ABD Merkez Bankası (Fed), siyaset faizini 75 baz puan artışla yüzde 1.50-1.75 aralığına yükseltti.
Fed’den yapılan açıklamada, faiz oranının artırılması kararının 1’e karşı 10 oyla alındığı, Kansas City Fed Lideri Esther George’un 50 baz puan artırılması tarafında oy kullandığı aktarıldı.
Uluslararası Piyasalar Uzmanı Şant Manukyan, Radyo Sputnik’te Atilla Güner’le Akşam Postası’na FED’in son faiz artışını yorumladı:
“ABD’nin hem tahvil piyasası hem de Dolar’ın kendisi dünya finansal sisteminin üzerinde kurulduğu iki bacak olduğu için faizlerin yükseliyor olması, ABD’nin baz faizlerini yükseltiyor olması bütün ülkelerin aslında faizlerinin yükseldiği manasına gelir zira faiz, ABD’nin risksiz tabir edilen faiz ve bunun üzerine enflasyon ve ülke riskinin konulmasıyla oluşur. Dün, FED’in faizleri 75 baz puan artırması herkes açısından borçlanmanın 75 baz puan asgarî yüksek olacağı manasına gelen bir gelişme.”
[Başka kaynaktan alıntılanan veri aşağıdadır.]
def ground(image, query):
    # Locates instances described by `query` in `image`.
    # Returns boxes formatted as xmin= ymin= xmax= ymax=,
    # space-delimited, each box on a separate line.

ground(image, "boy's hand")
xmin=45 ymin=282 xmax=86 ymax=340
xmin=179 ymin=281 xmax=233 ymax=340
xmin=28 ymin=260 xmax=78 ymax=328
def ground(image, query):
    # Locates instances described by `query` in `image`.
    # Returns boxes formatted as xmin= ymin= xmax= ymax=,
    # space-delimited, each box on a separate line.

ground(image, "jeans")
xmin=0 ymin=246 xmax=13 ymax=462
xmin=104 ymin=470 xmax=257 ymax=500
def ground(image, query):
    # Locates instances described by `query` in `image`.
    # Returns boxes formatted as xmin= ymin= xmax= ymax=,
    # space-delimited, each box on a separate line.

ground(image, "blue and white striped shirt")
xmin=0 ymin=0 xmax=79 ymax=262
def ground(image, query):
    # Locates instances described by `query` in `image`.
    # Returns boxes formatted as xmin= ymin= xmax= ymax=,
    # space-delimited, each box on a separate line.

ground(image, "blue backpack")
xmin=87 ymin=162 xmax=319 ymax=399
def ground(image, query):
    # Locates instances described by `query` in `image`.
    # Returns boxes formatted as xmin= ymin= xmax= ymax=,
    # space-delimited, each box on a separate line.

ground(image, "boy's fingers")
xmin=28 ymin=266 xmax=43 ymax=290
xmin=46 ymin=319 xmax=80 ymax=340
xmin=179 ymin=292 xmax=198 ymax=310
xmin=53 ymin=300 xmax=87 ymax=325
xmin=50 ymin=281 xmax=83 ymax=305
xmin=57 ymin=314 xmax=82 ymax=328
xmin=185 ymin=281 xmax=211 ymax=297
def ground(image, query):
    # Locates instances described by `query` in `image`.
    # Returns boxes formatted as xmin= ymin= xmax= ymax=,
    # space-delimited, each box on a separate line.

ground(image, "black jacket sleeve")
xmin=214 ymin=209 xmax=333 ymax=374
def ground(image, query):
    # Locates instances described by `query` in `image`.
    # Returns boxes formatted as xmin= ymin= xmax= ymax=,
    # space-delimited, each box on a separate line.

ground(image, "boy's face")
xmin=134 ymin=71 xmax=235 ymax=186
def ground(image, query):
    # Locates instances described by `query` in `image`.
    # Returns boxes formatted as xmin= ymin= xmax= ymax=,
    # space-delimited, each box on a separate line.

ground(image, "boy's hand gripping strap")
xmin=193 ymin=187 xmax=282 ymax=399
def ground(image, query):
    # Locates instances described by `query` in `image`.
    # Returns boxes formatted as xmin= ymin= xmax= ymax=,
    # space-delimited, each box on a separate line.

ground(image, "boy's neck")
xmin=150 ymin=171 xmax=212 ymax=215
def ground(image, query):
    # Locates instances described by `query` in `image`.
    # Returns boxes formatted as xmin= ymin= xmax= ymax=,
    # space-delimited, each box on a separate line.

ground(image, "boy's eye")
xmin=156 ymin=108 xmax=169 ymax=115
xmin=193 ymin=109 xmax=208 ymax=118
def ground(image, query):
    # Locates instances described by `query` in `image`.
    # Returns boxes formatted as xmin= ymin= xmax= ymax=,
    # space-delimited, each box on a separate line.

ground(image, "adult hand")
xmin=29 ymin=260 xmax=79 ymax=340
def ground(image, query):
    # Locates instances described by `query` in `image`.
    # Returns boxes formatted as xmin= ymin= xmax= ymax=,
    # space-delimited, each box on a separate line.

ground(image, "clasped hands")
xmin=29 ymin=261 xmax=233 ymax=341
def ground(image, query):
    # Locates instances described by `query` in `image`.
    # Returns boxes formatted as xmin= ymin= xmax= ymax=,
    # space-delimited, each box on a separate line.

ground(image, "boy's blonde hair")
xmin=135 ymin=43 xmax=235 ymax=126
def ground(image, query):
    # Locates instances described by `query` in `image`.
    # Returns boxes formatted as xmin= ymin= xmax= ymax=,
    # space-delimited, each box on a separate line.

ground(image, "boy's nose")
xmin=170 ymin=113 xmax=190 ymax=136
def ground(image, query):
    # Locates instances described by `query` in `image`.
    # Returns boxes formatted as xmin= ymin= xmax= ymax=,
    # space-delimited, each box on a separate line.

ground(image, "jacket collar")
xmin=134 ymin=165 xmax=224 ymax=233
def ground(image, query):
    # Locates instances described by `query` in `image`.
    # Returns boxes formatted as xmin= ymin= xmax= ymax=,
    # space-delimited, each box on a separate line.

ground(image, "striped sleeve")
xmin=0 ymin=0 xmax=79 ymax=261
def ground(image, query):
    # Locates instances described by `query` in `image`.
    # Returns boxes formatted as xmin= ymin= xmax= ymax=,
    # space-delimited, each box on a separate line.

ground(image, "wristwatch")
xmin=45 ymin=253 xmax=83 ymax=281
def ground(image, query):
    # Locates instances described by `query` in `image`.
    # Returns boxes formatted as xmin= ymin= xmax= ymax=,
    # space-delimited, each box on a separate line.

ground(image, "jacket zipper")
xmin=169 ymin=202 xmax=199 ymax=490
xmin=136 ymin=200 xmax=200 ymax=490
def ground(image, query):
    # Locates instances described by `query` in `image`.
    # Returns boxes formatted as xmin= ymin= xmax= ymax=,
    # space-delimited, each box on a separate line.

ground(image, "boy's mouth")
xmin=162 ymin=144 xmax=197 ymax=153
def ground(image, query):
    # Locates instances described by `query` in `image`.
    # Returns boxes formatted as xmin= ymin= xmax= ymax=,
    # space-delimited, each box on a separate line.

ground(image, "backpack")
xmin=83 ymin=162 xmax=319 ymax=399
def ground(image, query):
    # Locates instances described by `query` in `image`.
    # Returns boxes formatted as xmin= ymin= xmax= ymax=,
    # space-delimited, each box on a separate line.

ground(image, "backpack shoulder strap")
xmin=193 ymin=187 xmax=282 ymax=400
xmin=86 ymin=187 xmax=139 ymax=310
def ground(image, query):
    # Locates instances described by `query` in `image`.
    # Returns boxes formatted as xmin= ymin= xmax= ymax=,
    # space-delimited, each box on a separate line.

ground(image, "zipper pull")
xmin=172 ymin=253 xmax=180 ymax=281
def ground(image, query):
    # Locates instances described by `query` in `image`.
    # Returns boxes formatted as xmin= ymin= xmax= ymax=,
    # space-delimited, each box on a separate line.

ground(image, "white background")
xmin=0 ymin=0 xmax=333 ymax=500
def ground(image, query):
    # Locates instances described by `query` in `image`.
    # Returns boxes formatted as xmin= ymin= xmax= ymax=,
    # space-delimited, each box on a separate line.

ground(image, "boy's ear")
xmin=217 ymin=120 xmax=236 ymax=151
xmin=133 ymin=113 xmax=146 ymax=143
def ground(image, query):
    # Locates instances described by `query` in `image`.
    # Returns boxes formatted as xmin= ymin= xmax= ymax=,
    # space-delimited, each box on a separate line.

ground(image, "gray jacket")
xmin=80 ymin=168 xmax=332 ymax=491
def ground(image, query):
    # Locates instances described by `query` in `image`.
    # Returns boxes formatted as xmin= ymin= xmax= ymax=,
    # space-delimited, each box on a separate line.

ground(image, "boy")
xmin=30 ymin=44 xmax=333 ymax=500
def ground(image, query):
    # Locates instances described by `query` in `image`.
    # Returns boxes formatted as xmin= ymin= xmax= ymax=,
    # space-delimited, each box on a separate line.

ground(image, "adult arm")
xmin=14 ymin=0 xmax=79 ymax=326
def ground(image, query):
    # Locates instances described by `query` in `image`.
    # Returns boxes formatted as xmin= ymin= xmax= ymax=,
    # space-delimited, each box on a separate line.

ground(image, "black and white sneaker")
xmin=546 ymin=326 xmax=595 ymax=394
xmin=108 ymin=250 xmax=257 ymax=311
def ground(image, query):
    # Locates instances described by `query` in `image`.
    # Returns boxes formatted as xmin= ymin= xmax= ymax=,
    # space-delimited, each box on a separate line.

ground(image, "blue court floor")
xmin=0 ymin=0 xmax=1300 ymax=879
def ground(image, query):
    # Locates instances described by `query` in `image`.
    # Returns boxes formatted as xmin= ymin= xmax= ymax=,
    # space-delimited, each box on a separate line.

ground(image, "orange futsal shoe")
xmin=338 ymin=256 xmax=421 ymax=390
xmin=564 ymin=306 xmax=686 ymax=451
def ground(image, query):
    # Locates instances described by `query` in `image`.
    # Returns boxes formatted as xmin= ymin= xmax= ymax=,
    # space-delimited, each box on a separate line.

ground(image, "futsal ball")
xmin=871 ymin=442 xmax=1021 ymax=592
Sert faiz artışı kaçınılmaz oldu
“Neden buluyor? Zira FED, geçtiğimiz toplantıya kadar enflasyonun artık tepe yaptığını ve artık yavaş yavaş gevşeyeceğini varsayarak hareket ediyordu lakin son gelen enflasyon verisi bu türlü olmadığını gösterdi o yüzden daha sert bir faiz artışı kaçınılmaz oldu. Enflasyonu düşürdüğünüzde otomatik olarak daha düşükten borçlanırsanız. Enflasyon sorunu bütün dünyada var ve şayet talep kaynaklıysa kesinlikle talebi kısmak gerekiyor.”
Para ABD’ye dönecek
“ABD, Kovid-19 sırasında hane halkına önemli dayanaklarda bulundu ve bunların bir kısmı tüketime gitti. Bu tarafı baskı altına almak fakat faiz artışıyla olabilecek bir gelişme. ABD, 1994 tarihinden itibaren birinci sefer 75 baz puan faiz arttırdı ve 100 baz puan artırılır diye bekleyenler de vardı. Risksiz getirilerin artıyor olması Amerikan yatırımına yanlışsız dönmesi için bir sinyal. Şayet öteki ülkeler bypass edebilecek faiz artışına giderlerse para oraya sarfiyat lakin riski yüksek bir yatırımın geri dönüşü yüzde 4 ise daha az risk alıp daha yakın düzeyde bir getiriyi tercih eder.”